Logging avec Loki¶
Introduction¶
Loki est la solution de logging cloud-native, conçue pour s'intégrer avec Prometheus et Grafana. Elle collecte, stocke et permet la recherche dans les logs de tous les services OpenStack.
Prérequis¶
- Grafana installé
- Espace de stockage pour les logs
- Compréhension des patterns de logs OpenStack
Points à apprendre¶
Architecture Logging¶
graph TB
subgraph Logging["Logging Stack"]
loki[Loki<br/>Stockage logs<br/>Indexation labels<br/>Port 3100]
promtail[Promtail<br/>DaemonSet<br/>Collecte logs<br/>Ajoute labels]
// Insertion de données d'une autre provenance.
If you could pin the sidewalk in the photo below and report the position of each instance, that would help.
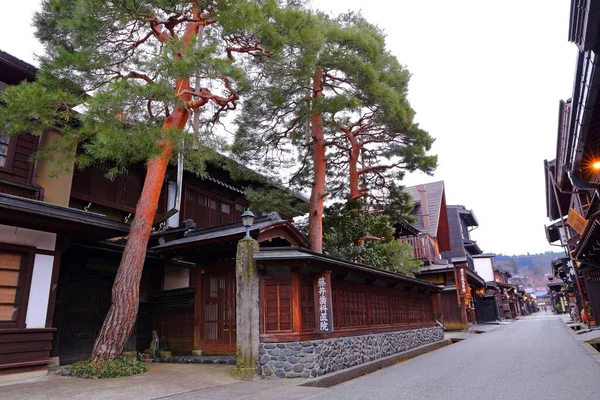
(161, 380)
(474, 330)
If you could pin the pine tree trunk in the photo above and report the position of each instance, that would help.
(121, 317)
(315, 216)
(118, 323)
(354, 153)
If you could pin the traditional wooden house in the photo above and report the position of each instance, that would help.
(509, 293)
(36, 222)
(488, 306)
(572, 178)
(367, 313)
(61, 240)
(440, 238)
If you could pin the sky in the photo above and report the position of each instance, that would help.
(486, 81)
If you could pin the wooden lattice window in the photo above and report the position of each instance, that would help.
(278, 309)
(4, 142)
(16, 264)
(307, 303)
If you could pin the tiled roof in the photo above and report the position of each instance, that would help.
(433, 192)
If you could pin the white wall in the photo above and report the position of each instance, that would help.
(176, 277)
(484, 268)
(39, 292)
(171, 197)
(27, 237)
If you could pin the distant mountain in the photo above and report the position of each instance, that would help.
(533, 266)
grafana[Grafana<br/>Exploration<br/>Dashboards]
end
subgraph Sources["Sources de logs"]
docker[Docker Logs<br/>/var/lib/docker/containers]
journal[Systemd Journal<br/>journald]
files[Log Files<br/>/var/log/*]
end
subgraph OpenStack["OpenStack Services"]
nova[Nova<br/>nova-*.log]
neutron[Neutron<br/>neutron-*.log]
keystone[Keystone<br/>keystone.log]
ceph_logs[Ceph<br/>ceph-*.log]
end
promtail -->|Read| docker
promtail -->|Read| journal
promtail -->|Read| files
promtail -->|Push logs HTTP| loki
grafana -->|Query LogQL| loki
nova -.-> files
neutron -.-> files
keystone -.-> files
ceph_logs -.-> files
Activation avec Kolla¶
# /etc/kolla/globals.yml
# Loki n'est pas inclus dans Kolla par défaut
# Déploiement manuel ou via Helm
# Alternative: Elasticsearch + Kibana (legacy)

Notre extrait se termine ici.